If you cannot meet a bar, state that explicitly in the PR body. Silent gaps are exactly what this principle exists to prevent.

The current CI scripts live in Part 2: Done-checklist concrete steps.


Part 2: Current design contracts

These are the project’s concrete choices today. They follow from Part 1 and will change as the design evolves. Treat them as the current best answer, not as principle.
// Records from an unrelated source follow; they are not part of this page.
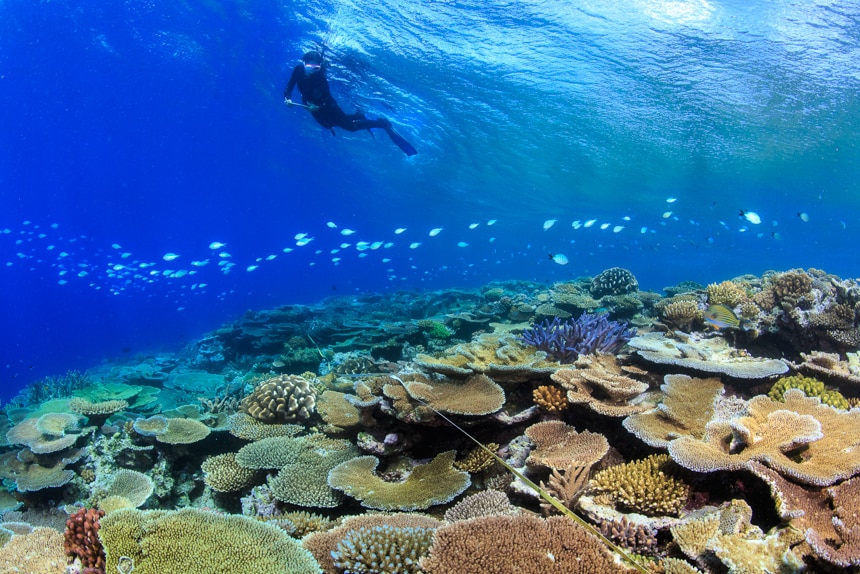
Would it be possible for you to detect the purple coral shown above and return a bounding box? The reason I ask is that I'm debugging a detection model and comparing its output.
[519,312,636,363]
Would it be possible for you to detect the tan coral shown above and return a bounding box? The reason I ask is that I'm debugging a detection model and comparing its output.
[69,397,128,416]
[668,389,860,486]
[588,454,690,517]
[201,453,259,493]
[662,300,702,330]
[533,385,567,414]
[551,354,650,417]
[525,420,609,470]
[316,390,361,431]
[401,373,505,416]
[805,475,860,567]
[444,490,520,521]
[0,526,67,574]
[772,269,813,301]
[622,374,725,448]
[454,443,499,473]
[419,514,634,573]
[227,413,305,441]
[155,418,211,444]
[241,374,317,423]
[540,462,592,515]
[706,281,747,307]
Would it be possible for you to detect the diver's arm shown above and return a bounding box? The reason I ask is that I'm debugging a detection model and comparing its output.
[284,66,301,104]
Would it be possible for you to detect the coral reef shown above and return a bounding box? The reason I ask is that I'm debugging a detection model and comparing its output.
[201,452,258,493]
[519,313,636,363]
[0,527,67,574]
[525,420,609,470]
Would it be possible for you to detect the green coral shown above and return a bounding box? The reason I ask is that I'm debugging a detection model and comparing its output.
[417,320,453,339]
[331,525,435,574]
[588,454,690,516]
[768,375,849,409]
[99,508,322,573]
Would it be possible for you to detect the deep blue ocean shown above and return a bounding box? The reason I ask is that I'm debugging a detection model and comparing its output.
[1,0,858,402]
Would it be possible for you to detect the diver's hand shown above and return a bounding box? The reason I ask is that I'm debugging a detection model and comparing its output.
[285,98,294,106]
[307,103,319,112]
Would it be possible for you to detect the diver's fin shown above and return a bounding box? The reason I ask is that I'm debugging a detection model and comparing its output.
[385,127,417,156]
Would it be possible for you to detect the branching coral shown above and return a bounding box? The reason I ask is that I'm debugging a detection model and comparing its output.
[520,313,636,363]
[444,489,520,521]
[201,453,259,493]
[0,527,67,574]
[331,524,435,574]
[706,281,747,307]
[64,507,105,572]
[533,385,567,414]
[588,454,690,517]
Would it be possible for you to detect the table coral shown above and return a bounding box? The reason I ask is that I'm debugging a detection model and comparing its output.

Each list below is current as of the most recent edit and is expected to grow or shift as the framework matures.

Default backends

The current default backends. (Principle: Use established libraries, Part 1.)

  • Sionna RT and Sionna PHY for ray-traced, statistical, and 3GPP-style propagation models.

  • TorchSig for benchmark-compatible modulation, impairment, and dataset-generation behavior.

  • NumPy, SciPy, PyTorch, and standard DSP formulations for signal math.

  • Zarr (canonical), WebDataset, HDF5, SigMF, Parquet-style metadata, and content-addressed assets for storage and interchange.

  • Hydra-style configuration composition and Pydantic-style validation for user-facing configuration.

  • Standard Python packaging, logging, testing, and CI behavior.

Current boundary ABCs

The current set of framework-owned boundary ABCs. (Principle: Stable contracts at framework boundaries, Part 1.)

Layer boundary examples

The current set of layer-precision pairs. (Principle: Keep boundaries precise, Part 1.) These will change if the layer set changes.

  • An emitter generates baseband components; a scene composer places those components in time, frequency, space, and power.

  • A channel model changes a component according to propagation and hardware effects; a receiver frontend combines components and applies receiver-specific effects.

  • A labeler derives structured labels from verified generation metadata; an annotator derives text from stored records and labels.

  • A storage writer persists canonical records; an export adapter writes training-specific shards or compatibility formats.

  • An executor runs generation work; it is not the generation pipeline itself.

Current smell tests

If any of these is true, pause and surface the question rather than charging ahead. (Principle: Stop and ask when uncertain, Part 1.) This list will grow as new failure modes surface.

  • “I am about to implement path loss, Doppler, IQ imbalance, AWGN, or a custom shard format from scratch.”

  • “I am about to define a new ABC that overlaps with an existing one.”

  • “The doc says X but I cannot find a primary source for X.”

  • “Two pages disagree about a name, version, or default; I will pick one and move on.”

  • “This concept page is becoming a 200-line dump.”

  • “I am writing Literal[...] because the enum does not exist yet.”

  • “I will add a backwards-compatibility shim because I am renaming something.”

  • “The user asked me to follow this doc as blueprint; I will assume it is precise enough.”

  • “I do not fully understand what I am about to merge, but it passes tests.”

Done-checklist concrete steps

The current build commands referenced in What “done” looks like (Part 1):

  • bash scripts/docs_build.sh succeeds (CI runs this on every PR via .github/workflows/docs-check.yml).

  • python3 scripts/docs_lint.py succeeds.

Script names and CI paths may change.


See Also

  • Style Guide for writing-style rules.

  • The project README and CLAUDE.md at the repo root cover the headline summary and the agent-facing operational summary.